Kledermann se mit à rire :
— Depuis le temps que vous êtes mariés, vous ne la connaissez pas encore ?
Aldo, lui, n’avait pas envie de s’amuser :
— Oh si !… Quoi qu’il en soit, voici le problème : Marie-Angéline du Plan-Crépin a disparu depuis hier matin après la messe de six heures à Saint-Augustin : elle a été témoin d’un meurtre commis dans un confessionnal !… Je me demande si je n’irais pas plus vite en voiture qu’avec le train ?
— Si la Météo est bonne vous pourriez y être avant minuit… dit Kledermann en s’emparant du téléphone.
— Je ne vois pas comment ?
— Depuis nos dernières aventures, je me suis offert un avion privé. Il vous déposera au Bourget où une voiture vous attendra ! Et j’ai d’excellents pilotes. Pourtant j’ai un conseil à vous donner, c’est de passer la nuit ici.
— Mais…
— Écoutez-moi, bon sang ! Il est déjà tard et vous avez eu une journée fatigante. Il sera encore plus tard et vous serez éreinté en arrivant. Sans compter que vous allez réveiller toute la maison. Or, Mme de Sommières doit avoir le plus grand besoin d’un repos qu’elle a sans doute des difficultés à trouver. Je vais donner les ordres nécessaires et vous serez à destination avant midi… Ce qui vous permettra d’attendre votre femme au train !
— C’est pourtant vrai ! reconnut Aldo. Mais alors pourquoi ne vous a-t-elle pas appelé au secours, au lieu de se morfondre dans notre bon vieux Simplon ?
— Pour la bonne raison que l’avion est une acquisition récente et qu’elle n’est pas au courant ! Cela me permettra de voir mes petits-enfants plus souvent !
« Doux Jésus, pensa Aldo en évoquant les petites silhouettes aventureuses de ses jumeaux. Quand ils l’apprendront, on ne pourra plus les tenir ! Un grand-père volant ! Il ne nous manquait plus que cela ! »

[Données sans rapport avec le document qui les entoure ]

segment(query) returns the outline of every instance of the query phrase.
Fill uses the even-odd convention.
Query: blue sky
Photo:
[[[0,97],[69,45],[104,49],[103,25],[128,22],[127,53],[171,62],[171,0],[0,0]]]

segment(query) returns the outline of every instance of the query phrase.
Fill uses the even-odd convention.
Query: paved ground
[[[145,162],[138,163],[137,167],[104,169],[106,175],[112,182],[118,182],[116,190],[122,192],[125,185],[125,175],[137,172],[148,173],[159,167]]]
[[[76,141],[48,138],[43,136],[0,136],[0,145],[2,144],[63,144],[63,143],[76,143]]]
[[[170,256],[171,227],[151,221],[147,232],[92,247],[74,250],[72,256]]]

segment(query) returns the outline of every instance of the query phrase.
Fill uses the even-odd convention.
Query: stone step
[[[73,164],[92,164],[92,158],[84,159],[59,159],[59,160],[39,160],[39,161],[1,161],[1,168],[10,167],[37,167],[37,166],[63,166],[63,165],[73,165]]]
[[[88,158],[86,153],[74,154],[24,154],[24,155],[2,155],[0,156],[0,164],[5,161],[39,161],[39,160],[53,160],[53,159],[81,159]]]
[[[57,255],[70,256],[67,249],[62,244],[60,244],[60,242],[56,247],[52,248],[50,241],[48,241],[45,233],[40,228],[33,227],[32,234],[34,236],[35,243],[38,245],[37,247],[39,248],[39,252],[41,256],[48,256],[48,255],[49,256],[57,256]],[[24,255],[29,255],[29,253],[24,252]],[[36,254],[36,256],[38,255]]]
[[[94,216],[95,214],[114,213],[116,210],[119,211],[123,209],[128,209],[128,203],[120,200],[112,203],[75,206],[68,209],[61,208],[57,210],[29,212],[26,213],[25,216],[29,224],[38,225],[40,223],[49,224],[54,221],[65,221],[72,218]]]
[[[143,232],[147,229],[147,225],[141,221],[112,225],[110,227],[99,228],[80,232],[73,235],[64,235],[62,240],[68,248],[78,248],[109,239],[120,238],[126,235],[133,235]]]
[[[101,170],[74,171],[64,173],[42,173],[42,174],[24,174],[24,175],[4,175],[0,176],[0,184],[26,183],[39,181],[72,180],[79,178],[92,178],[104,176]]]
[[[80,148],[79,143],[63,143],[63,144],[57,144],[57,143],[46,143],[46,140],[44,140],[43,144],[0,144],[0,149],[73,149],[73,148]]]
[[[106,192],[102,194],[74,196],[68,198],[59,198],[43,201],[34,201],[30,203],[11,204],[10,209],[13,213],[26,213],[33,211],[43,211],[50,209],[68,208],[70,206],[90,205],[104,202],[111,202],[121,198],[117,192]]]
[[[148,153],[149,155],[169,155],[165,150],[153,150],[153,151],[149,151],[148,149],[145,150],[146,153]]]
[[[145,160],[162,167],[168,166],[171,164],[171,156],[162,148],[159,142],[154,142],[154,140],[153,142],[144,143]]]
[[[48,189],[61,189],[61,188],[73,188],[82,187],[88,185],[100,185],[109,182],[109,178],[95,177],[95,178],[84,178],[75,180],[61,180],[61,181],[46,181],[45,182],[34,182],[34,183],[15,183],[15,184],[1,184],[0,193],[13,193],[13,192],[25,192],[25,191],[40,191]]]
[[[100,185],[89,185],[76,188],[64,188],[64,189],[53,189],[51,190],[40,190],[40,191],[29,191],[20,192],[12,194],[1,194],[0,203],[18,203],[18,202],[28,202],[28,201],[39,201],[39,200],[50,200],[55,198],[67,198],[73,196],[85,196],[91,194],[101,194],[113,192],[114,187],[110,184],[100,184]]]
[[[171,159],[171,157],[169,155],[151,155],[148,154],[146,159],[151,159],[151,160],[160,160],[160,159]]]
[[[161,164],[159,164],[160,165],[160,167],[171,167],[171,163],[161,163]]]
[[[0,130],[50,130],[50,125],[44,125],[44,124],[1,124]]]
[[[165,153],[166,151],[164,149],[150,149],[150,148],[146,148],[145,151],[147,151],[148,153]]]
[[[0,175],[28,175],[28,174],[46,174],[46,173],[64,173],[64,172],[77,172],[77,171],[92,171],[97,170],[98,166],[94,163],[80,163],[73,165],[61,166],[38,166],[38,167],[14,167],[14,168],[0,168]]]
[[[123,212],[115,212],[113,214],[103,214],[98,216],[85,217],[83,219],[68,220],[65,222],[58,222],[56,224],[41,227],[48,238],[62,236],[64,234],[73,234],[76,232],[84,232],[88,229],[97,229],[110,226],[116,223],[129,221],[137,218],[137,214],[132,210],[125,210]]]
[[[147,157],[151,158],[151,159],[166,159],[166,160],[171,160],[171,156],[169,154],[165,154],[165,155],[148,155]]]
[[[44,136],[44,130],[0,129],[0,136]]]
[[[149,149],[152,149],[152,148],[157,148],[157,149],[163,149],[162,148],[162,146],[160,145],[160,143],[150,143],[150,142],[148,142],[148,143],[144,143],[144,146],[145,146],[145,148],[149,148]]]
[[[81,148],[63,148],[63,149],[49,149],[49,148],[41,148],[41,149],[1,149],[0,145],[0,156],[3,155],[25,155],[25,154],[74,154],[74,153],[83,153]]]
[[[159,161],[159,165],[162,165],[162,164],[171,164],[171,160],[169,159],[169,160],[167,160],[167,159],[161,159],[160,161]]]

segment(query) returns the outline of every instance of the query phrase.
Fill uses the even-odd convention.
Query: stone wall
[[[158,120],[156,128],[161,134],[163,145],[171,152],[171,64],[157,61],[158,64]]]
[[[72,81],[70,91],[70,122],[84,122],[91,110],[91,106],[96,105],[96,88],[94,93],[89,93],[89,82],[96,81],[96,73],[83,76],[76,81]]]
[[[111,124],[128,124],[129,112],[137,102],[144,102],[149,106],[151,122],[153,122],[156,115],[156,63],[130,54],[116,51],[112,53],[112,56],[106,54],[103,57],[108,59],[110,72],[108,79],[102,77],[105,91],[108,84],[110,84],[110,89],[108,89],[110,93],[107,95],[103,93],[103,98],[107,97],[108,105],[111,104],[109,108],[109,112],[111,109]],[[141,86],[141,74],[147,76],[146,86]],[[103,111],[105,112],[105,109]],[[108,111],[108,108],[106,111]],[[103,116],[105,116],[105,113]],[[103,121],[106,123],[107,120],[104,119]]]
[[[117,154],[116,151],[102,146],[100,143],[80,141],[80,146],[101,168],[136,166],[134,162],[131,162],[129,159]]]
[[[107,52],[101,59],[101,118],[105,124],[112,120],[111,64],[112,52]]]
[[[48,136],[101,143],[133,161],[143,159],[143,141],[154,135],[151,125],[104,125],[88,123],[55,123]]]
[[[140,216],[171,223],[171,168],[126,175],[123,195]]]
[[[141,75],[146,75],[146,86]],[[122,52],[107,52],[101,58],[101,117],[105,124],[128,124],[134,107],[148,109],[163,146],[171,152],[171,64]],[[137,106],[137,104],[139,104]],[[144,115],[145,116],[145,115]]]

Il prévoyait une longue, longue théorie de jours – et de nuits ! – où les échos de son palais retentiraient d’une nouvelle aussi fantastique pour que, de Venise jusqu’à l’autre bout de la lagune, on soit bien persuadé de l’incroyable supériorité acquise par la famille Morosini sur tout le reste des mortels moins fortunés – au propre et au figuré !
Kledermann se leva :
— Je vous prie de m’accorder un instant…
La main d’Aldo appuyée sur son bras l’arrêta :
— Merci, mais n’en faites rien !
— Pourquoi ? Vous avez peur en avion ?
— Non, mais je ne veux pas enlever quoi que ce soit à Lisa de la spontanéité de son élan vers Tante Amélie ! Vous savez combien elle est casanière et mère poule. Or, sans hésiter une seconde, elle a tout planté là pour lui venir en aide. Tante Amélie en sera touchée et je ne veux pas ternir la beauté de son geste en lui jouant le mauvais tour de débarquer avant elle ! Alors, si vous consentez à me supporter encore quelques heures, j’accepterai volontiers un bon lit… et demain je prendrai le train pour Paris, ce qui me permettra d’aller chez Sprüngli acheter pour ma pauvre tante Amélie ses chocolats préférés. Un détail, me direz-vous, mais c’est avec une foule de petits détails que l’on fait de grandes choses et… Sacrebleu ! Dans quel piège cette fichue Plan-Crépin est-elle allée fourrer son nez ?… Tante Amélie doit en être malade ! A-t-on idée de se lancer sur les traces d’un assassin avec pour seules armes un parapluie et un missel !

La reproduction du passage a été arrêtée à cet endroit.